Sakiko is found, rushed to hospital and becomes a minor celebrity as she recuperates over the next few months. The indolent patient is only shaken from her ongoing stupor when she learns that the criminals who abducted her and the money they stolen is all believed to have perished in the explosion that followed their car crash. Sakiko knows the former may be true, but the latter is certainly not and if she could find the cave and somehow traverse the obstacles therein, she could have millions of yen to satiate her hunger for wealth. What follows is a Homeric adventure where the single-minded obsessive plans a way to get the case while obtaining a geology degree, becoming a champion swimmer and Japan’s most successful climber on the way.
Shinobu Yaguchi excels in taking ordinary, often hebetudinous losers, and turning them into unlikely, empathetic heroes. ‘The Waterboys’ was replete with such characters while the peerless ‘Swing Girls’ was perhaps the very apex of this theme. Yaguchi’s earlier ‘My Secret Cache’ is a film driven by its nutty protagonist and her blinkered view of life, though again this potentially repugnant character becomes a heroine we quickly learn to cheer for. In so doing, the very capable man behind the lens produced another delightful comedy that, while rougher around the edges than his later hits, still retains great charm throughout.

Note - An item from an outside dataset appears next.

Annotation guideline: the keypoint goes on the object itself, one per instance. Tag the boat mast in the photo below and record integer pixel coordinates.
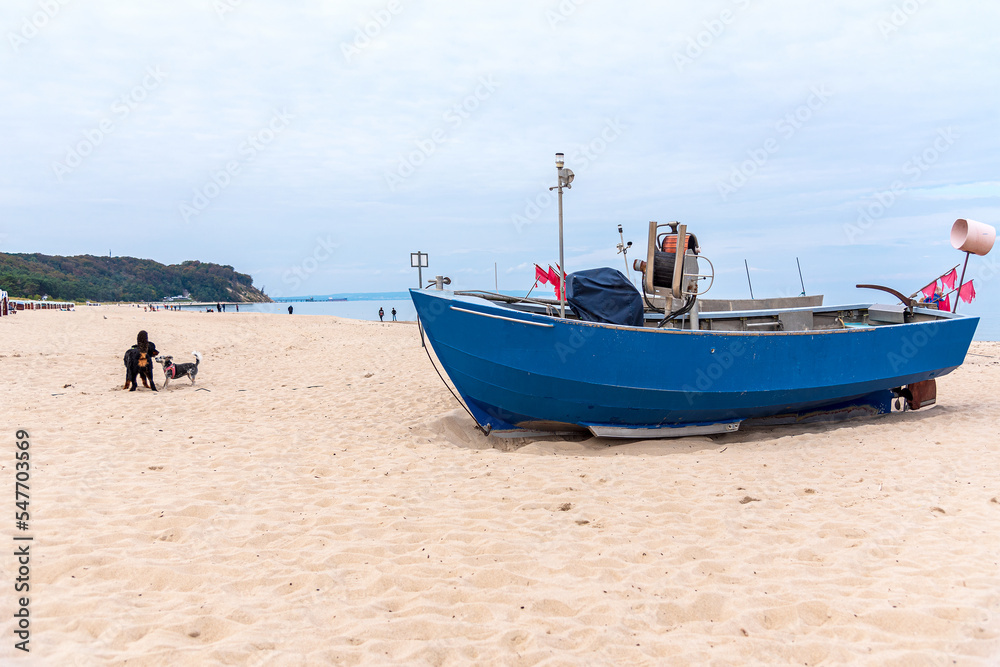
(565, 178)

‘My Secret Cache’ works on a number of different levels. As a satire – albeit not a particularly subtle one – the film pointedly mocks the materialism and unreasoning love of financial gain that has become intrinsic in Japanes (and Western) culture. Sakiko takes this desire for wealth to new heights, showing how that this compulsion could be focused in a slightly different way, yet with the same ultimate goal. The broad satirical swipes at Yaguchi’s homeland mix together with an increasing level of surrealism, all executed with that divine Japanese dead-pan humour at the kernal.

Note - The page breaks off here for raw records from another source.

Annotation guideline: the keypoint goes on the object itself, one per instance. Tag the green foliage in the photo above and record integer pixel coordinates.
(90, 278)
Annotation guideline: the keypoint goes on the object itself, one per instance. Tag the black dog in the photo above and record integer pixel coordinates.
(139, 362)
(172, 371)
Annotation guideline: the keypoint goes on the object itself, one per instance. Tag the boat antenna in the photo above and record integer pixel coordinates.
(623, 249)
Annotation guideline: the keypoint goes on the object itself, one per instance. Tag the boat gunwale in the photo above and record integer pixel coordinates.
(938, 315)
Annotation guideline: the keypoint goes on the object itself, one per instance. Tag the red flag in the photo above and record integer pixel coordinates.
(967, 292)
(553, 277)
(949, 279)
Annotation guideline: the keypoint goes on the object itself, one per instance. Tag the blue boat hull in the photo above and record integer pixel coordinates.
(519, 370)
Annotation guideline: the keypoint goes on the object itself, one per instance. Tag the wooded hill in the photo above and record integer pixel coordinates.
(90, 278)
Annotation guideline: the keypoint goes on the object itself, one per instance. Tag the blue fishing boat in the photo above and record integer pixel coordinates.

Naomi Nishida is undoubtedly the driving force of the narrative and goes through all manner of catastrophes with that vacant expression firmly planted on her face. Her motive is difficult to sympathise with while her selfishness is not a facet of her character that is appealing, yet Nishida injects interest in her role. She succeeds in making Sakiko naive rather than ruthless and has the viewer in the palm of her hand by the end. Director Yaguchi also ensures that his lead changes by the time she finally reaches the money, her life having been so full of incident and purpose that it appears as if her ultimate goal may have adjusted. The story is packed with oddballs and eccentrics; Odysseus had Sirens and Lotus-Eaters while Sakiko has to contend with slipper-wearing, afro-adorned road-ragers, a psychotic love rival and a geology professor who tastes the specimens he discovers. It all makes for a delightful adventure that has belly laughs weaved together with the odd moment of social commentary. Shinobu Yaguchi is a first-class director of comedies and this is an earlier example of his craft.